Table 1. OPTIMAL MBO Highlights
Nevertheless, implementation of the OPTIMAL MBO, and particularly the emphasis given to each one of its elements, must take into account the specific characteristics of a given organization, and the legal environment in which it operates. For example, public sector organizations may replace profitability-related goals with budget and service levels related ones; Public sector organizations may also be required to replace monetary incentives with other forms of compensation or gratitude; dismissing employees for poor performance should be coordinated with Unions, where existing, or considered in light of applicable regulation; Striving for agreement over targets may not suit highly-hierarchical organizational cultures.
Effective implementation of the OPTIMAL MBO should keep its spirit, while balancing the emphasis of each one of its elements with the specific characteristics, environment, and performance challenges of a given organization. The following principles may reflect commonality of OPTIMAL MBO implementation:
Organizational objectives should be focused on the outside.
Objectives should be converted into clear, measurable goals,
Financial goals should be set in addition to outside-oriented ones.
Goals should be converted into specific, controllable targets.
Individuals should be assigned with targets within their control, both solely and as team members.
Appropriate incentives should relate to the achievement of targets.
Results should be objectively measured, or at least judged.
Managers should lead their subordinates to commit to their targets.
Individuals should be held accountable for achieving their targets.
Periodical appraisals should monitor the achievement of targets.
Top performers should win echoing appreciation.

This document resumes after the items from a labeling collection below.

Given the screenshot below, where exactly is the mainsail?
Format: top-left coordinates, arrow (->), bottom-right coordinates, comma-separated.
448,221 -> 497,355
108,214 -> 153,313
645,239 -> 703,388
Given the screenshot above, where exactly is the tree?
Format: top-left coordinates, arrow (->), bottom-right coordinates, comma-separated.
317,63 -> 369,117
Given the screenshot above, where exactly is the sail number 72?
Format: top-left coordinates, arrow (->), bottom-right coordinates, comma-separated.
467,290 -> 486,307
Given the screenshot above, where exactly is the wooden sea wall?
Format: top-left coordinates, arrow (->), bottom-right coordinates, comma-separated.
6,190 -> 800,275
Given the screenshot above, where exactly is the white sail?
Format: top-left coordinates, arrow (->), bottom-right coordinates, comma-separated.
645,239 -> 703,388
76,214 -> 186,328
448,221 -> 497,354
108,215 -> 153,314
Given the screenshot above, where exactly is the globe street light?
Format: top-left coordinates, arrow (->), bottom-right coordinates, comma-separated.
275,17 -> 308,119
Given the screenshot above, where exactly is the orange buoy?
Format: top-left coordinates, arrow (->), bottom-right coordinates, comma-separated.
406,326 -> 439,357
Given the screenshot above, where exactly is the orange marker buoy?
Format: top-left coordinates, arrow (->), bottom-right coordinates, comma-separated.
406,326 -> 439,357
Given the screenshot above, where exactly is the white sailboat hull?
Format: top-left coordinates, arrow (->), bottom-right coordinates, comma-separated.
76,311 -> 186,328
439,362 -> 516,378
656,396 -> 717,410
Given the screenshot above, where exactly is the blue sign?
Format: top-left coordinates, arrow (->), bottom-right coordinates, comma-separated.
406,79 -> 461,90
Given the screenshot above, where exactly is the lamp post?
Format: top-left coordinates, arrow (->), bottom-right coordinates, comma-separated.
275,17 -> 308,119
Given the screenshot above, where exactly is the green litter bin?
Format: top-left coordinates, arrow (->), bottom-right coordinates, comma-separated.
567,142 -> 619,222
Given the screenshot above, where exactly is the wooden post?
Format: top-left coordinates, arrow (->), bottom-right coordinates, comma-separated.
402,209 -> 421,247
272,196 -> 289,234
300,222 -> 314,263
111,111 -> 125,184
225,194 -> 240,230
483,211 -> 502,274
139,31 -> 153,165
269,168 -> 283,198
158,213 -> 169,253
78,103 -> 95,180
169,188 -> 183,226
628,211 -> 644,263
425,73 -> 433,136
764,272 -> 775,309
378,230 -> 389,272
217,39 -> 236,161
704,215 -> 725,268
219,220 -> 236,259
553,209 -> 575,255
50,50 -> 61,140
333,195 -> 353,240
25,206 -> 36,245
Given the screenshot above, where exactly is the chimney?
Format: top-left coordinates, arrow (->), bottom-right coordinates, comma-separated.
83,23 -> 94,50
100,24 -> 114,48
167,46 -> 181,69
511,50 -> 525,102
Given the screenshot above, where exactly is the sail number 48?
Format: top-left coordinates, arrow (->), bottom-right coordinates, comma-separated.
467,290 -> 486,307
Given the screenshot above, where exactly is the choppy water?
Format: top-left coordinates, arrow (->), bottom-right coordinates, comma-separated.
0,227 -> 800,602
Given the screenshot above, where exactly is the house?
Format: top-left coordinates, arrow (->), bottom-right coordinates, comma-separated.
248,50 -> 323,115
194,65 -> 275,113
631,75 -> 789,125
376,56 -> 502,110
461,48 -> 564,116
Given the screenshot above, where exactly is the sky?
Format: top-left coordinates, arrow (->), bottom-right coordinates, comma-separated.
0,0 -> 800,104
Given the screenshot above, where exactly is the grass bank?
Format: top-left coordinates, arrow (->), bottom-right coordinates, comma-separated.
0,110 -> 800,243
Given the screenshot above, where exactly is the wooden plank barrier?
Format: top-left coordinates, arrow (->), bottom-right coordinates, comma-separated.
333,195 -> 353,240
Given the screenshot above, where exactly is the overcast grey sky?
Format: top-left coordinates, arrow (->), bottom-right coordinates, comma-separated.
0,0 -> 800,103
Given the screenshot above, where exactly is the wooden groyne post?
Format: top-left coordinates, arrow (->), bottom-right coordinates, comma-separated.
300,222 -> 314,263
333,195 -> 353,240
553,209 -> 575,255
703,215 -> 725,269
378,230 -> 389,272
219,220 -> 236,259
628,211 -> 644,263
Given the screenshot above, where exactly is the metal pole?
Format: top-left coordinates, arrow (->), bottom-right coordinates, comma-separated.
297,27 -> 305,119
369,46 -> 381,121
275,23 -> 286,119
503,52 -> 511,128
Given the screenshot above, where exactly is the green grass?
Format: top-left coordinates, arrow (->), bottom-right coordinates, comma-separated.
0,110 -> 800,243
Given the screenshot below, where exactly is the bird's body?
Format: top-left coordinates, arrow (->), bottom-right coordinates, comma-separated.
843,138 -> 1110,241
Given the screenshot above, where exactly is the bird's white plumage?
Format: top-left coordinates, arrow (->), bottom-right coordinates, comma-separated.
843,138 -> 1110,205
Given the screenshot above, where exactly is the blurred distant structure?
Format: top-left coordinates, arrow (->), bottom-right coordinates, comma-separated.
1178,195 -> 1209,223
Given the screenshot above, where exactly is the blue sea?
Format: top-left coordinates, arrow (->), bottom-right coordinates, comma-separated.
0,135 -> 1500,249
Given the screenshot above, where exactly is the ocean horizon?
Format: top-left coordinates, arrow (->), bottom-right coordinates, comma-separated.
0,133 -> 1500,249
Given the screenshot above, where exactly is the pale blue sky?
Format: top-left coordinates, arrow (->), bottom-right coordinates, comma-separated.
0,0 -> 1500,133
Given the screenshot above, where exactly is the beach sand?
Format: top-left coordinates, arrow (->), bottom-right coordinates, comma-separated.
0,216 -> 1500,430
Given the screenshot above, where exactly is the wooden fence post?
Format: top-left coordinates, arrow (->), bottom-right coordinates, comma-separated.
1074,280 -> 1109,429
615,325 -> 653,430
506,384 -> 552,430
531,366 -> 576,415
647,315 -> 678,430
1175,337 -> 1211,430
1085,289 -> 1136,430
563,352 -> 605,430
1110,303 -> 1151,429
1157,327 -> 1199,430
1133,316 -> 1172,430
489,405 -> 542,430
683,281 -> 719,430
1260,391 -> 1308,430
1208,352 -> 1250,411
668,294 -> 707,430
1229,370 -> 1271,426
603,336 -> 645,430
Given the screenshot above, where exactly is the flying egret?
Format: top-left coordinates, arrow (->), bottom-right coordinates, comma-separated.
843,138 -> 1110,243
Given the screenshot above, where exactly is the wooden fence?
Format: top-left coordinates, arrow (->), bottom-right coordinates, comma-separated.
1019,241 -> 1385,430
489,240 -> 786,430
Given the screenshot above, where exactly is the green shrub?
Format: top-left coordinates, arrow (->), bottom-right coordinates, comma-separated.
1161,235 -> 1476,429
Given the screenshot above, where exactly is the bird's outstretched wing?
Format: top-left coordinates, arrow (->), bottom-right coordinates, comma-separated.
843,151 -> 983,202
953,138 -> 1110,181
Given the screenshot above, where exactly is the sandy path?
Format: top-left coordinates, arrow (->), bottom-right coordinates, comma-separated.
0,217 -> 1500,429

Non-performers should pay a price.
Leadership support is expected if all the above was followed.
If supported, executive commitment should be explicitly demonstrated.
The OPTIMAL MBO model still lacks direct, empirical research support. I hope some of the readers will find it worth testing within their organizations, and provide case-studies to test the impact of OPTIMAL MBO on organizations’ operational and financial performance.